Robson v. State

9 S.E. 610, 83 Ga. 166, 1889 Ga. LEXIS 26
CourtSupreme Court of Georgia
DecidedApril 22, 1889
StatusPublished
Cited by24 cases

This text of 9 S.E. 610 (Robson v. State) is published on Counsel Stack Legal Research, covering Supreme Court of Georgia primary law. Counsel Stack provides free access to over 12 million legal documents including statutes, case law, regulations, and constitutions.

Bluebook
Robson v. State, 9 S.E. 610, 83 Ga. 166, 1889 Ga. LEXIS 26 (Ga. 1889).

Opinion

Bleckley, Chief Justice.

Robson was indicted, tried and convicted for embezzlement committed whilst he was tax-collector of Washington county. The moneys embezzled were alleged to he taxes due by the tax-payers of that county to the [168]*168State, collected by him officially. The section of the code (§4421) applicable to the case reads as follows : “Any officer, servant, or other person, employed in any public department, station or office of government of this State, or any county, town or city of this State, . . . who shall embezzle, steal, secrete, fraudulently take and carry away any money, gold or silver bullion, note or notes,- bank-bill or bills, . . . shall, on conviction, be punished by imprisonment and lab or in the penitentiary for any time not less than two years nor longer than seven years.” A motion for a new trial made by the accused was overruled.
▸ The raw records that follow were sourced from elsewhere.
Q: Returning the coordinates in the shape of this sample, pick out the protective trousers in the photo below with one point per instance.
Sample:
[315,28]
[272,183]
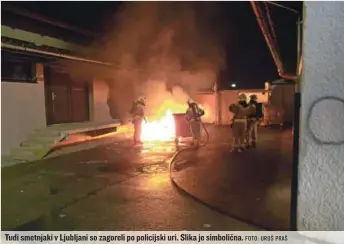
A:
[137,130]
[239,132]
[252,135]
[195,127]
1. There was a demurrer to the indictment alleging that it failed to charge that the accused had the money in his possession, custody or control as tax-collector at the time of the imputed offence. We think the indictment did allege the equivalent of this, as it charged that the money belonged to the State of Georgia for the general State tax due from the tax-payers of the county of Washington to the State for the year 1886, which had been by said Robson, as tax-collector, collected from the tax-payers of the county.

2. Though we have examined the indictment and ruled it sufficient, the question has not been properly made by the record and hill of exceptions. The overruling of such a demurrer is not proper matter for a motion for a new trial. Griffin v. The Justices, 17 Ga. 96; DeBarry, etc. v. Austin, 76 Ga. 306; Rogers v. Rogers, 78 Ga. 688. The bill of exceptions, it is true, does except directly to the ruling of the court on the demurrer. But this comes too late, as time runs against such exception, not with reference to the date at which the new trial was denied, but with reference to the date of the trial, or at all events to the adjournment of the term of the court at which the trial took place. Daniel v. Tarver, 70 Ga. 203. Had exceptions [169]*169pendente lite been filed, then the point would have been saved, and might have been brought up with the general case after the motion for a new trial was overruled. Bradley v. Saddler 54 Ga. 681.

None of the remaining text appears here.